Paper long abstract:
Life insurance has long been marketed to income-earners—typically men—the loss of whose salary would affect the wellbeing of survivors. Thus, life insurance companies have long targeted policies to "responsible" husbands and fathers who seek to secure the future of their families. In India, however, there is a growing market of life insurance targeted toward women, including housewives. In their promotional material, insurance companies point to the undervalued work of "wives and mothers," as well as the responsibility for women to financially ensure the future of their children. This paper examines how life insurance for women reconceptualizes the value of women's domestic and reproductive labour in an era of financialization.
Drawing on promotional materials selling life insurance to women in India, personal finance advice columns, policy documents, as well as interviews with life insurance representatives, this paper argues that on the one hand, these policies render visible the gendered labour of domestic work. Thus, they actually recognise the hidden value of domestic work, which has long been noted by feminist scholars. At the same time, however, the policies embed forms of health insurance that focus on women's health in ways that concretise women's reproductive labour. It argues that the value of domestic and reproductive labour is rendered knowable through the capitalist and increasingly financialized logics of insurance and related actuarial techniques.
Paper short abstract:
This paper conceptualise the broad scope of repertoires manoeuvring economic governance through anticipation as "popular insurance", by exploring hedging strategies at play in Dar es Salaam, a city where the access to finance is highly constrained, savings are scarce; yet investment are made.
Paper long abstract:
Short after moving out of the pink house at Diamond Street in Kinondoni, a heavy flow to and fro the compound next door begun. Vitz, IST, and Ractis - the full range of Toyota's small car models - jammed the narrow street located in the central district of Dar es Salaam. The neighbours complained. Who were these young, well-dressed people suddenly shaking up this quiet corner of town?
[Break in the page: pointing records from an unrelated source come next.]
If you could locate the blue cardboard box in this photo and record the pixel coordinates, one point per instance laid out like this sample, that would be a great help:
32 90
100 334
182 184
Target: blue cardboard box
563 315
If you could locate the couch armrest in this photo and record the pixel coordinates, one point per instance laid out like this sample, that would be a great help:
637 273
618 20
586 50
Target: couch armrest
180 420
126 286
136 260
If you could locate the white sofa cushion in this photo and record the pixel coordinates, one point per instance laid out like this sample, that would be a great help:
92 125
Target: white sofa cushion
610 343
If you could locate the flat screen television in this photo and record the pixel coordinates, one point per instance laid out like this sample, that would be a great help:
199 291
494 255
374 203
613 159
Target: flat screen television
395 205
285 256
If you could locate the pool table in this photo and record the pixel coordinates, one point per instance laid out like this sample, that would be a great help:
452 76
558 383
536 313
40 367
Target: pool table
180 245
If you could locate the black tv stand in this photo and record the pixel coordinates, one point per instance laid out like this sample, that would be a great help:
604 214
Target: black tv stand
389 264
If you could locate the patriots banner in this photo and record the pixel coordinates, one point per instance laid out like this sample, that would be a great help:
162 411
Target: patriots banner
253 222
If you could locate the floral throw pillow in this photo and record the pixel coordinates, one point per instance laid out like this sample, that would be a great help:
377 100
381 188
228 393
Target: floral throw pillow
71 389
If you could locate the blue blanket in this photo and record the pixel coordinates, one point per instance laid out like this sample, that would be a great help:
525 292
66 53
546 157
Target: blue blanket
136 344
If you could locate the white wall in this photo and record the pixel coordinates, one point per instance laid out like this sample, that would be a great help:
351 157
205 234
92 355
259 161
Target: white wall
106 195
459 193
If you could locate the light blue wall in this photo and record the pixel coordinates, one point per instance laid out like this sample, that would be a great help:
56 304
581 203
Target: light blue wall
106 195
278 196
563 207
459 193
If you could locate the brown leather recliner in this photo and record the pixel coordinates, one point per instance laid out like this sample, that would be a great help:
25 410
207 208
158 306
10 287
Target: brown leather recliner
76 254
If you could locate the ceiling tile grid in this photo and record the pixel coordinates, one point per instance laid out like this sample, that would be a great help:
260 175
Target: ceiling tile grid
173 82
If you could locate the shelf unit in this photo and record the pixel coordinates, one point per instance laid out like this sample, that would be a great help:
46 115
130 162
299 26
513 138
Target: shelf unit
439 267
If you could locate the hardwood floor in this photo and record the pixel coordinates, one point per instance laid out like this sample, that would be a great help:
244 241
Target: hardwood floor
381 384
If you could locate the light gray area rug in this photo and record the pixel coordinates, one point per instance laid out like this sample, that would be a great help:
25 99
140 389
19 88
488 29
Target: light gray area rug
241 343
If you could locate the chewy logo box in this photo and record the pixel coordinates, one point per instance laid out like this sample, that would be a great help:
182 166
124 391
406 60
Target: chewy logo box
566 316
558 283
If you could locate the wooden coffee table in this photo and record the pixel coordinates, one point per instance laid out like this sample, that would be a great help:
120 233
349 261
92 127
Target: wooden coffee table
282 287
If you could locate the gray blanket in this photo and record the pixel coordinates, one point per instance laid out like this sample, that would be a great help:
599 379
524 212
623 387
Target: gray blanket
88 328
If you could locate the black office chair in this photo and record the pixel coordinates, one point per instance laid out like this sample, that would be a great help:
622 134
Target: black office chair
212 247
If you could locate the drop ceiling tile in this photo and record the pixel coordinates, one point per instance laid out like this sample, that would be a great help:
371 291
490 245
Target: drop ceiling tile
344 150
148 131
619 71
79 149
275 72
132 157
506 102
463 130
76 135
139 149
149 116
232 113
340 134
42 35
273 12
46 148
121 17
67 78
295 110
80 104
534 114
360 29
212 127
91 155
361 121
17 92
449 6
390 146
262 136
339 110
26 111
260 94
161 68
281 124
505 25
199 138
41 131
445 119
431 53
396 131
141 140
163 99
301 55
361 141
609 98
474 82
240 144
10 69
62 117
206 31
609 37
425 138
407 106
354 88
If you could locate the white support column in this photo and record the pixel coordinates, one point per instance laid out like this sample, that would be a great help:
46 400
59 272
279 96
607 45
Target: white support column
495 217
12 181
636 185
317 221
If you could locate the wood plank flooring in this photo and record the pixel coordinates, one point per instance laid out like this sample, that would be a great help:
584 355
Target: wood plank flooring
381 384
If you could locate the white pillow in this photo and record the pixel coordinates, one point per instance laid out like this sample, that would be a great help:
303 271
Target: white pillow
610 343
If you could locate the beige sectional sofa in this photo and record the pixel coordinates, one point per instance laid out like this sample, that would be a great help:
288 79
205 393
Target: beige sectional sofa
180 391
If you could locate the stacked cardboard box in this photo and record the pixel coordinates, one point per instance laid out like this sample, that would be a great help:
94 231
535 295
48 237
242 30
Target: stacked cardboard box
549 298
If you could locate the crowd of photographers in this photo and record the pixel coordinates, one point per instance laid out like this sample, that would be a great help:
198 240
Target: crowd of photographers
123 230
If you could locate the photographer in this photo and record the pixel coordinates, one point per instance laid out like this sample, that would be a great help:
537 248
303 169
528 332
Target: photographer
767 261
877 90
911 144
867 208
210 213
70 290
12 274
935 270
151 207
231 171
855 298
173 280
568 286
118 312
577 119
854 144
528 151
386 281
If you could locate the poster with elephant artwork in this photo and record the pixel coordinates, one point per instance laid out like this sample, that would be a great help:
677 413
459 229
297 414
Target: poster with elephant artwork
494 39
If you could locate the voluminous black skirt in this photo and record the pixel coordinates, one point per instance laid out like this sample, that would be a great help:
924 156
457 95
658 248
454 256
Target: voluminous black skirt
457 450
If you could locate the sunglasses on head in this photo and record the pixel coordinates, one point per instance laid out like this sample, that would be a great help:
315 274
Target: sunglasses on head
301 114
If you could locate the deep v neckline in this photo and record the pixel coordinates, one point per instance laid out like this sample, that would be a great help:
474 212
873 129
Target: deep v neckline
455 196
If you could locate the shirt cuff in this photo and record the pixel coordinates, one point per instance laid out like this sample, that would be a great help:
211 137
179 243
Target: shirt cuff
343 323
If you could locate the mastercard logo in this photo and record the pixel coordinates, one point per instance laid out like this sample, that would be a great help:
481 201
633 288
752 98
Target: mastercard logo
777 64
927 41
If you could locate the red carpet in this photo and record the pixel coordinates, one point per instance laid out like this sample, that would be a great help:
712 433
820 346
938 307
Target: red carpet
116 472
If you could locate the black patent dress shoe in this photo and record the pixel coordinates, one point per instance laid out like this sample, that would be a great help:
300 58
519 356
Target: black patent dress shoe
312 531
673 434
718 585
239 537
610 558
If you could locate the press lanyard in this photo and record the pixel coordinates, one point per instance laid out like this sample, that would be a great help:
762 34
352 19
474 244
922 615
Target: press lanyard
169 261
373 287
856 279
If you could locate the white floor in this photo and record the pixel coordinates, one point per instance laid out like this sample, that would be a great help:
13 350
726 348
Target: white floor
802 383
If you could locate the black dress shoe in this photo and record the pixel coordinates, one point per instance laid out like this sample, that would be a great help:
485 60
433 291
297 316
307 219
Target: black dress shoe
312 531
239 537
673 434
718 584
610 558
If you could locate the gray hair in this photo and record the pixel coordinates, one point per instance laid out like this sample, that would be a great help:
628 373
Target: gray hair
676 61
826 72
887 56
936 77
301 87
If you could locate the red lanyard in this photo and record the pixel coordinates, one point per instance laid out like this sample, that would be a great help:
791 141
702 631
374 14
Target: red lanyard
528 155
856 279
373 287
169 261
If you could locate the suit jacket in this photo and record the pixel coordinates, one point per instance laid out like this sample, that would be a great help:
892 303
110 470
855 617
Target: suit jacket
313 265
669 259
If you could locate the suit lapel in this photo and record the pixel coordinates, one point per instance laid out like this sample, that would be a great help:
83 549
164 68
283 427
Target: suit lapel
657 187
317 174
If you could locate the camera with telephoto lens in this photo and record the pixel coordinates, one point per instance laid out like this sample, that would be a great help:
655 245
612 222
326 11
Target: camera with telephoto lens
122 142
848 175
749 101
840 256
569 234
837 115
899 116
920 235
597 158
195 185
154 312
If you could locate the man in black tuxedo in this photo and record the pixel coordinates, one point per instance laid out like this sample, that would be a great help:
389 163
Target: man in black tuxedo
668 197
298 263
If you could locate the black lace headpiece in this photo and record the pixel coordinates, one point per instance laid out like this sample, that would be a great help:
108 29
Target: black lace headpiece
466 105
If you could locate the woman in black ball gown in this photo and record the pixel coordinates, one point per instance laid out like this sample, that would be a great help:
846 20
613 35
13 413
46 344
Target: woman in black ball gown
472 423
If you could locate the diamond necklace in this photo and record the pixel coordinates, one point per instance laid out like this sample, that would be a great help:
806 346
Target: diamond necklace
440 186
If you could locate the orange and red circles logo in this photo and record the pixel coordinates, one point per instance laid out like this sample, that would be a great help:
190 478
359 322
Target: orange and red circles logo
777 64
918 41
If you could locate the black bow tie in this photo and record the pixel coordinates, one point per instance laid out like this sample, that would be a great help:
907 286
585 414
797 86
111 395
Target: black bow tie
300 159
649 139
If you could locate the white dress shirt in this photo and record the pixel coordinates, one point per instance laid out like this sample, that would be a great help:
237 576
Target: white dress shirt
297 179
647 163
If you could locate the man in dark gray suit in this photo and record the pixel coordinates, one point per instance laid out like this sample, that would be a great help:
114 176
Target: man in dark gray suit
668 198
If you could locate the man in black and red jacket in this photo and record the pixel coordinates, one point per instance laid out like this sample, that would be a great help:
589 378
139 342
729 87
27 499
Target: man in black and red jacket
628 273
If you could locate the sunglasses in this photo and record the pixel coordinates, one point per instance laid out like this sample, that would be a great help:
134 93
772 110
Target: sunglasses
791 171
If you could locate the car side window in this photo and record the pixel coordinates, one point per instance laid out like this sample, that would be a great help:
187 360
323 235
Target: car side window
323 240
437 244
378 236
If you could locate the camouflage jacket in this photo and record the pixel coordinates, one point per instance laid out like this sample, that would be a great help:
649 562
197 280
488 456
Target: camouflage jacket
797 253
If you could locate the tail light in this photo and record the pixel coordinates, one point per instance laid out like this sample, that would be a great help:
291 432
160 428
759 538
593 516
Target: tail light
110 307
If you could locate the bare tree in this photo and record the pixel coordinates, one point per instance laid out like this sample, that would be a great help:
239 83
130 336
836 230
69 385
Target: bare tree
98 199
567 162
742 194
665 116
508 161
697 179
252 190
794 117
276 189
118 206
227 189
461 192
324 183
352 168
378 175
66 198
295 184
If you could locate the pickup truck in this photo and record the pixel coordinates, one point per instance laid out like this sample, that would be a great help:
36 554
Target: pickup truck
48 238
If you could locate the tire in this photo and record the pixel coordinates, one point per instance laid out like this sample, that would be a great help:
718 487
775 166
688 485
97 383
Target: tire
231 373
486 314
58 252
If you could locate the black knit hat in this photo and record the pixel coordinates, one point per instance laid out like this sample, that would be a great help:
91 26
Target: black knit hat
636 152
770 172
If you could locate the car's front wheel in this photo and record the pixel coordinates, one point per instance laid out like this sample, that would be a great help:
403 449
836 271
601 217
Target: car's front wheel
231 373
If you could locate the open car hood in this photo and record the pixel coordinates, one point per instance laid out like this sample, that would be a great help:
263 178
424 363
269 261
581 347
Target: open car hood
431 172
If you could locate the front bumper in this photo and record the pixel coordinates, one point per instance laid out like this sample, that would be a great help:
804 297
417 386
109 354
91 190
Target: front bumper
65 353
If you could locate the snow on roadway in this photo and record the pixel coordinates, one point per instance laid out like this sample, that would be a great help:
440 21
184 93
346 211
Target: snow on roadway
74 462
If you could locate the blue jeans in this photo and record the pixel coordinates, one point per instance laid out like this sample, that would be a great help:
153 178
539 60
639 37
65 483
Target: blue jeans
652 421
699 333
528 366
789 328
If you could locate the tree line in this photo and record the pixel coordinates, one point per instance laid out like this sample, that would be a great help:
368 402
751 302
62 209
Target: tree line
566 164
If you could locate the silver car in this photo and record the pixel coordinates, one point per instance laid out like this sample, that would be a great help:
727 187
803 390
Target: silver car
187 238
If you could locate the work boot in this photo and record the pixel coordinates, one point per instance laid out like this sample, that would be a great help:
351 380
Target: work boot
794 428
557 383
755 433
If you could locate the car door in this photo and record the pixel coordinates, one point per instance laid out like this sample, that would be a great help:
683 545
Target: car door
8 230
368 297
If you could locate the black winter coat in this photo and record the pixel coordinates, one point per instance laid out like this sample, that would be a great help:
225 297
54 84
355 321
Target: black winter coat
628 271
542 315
After weeks of inquiry, I learned that the house operated under false pretence of hosting a local university branch, teaching business market management. In reality a group of young opportunistic urbanites were running a pyramid scheme, attracting members from near and far to try their luck. But as sudden as they had arrived, they left. On the dusty street, the only sign of their existence was a bunch of posters left behind; "mood board" collages depicting the member's "dream lives." Bold interiors, paper money, cars, gemstones, and giant mansions, were glued to colourful sheets of paper.
Spectacular moves of imaginary, as if images of wealth would miraculously attract real wealth without actual work performed, shows how high the stakes are, investments speculative, and the failure always lurking, in cities today.
Drawing on 17 months of fieldwork in Dar es Salaam, I will conceptualise the broad scope of repertoires manoeuvring economic governance through anticipation as "popular insurance", by exploring hedging strategies at play in a city where the access to finance is highly constrained, savings are scarce; yet investment are constantly made.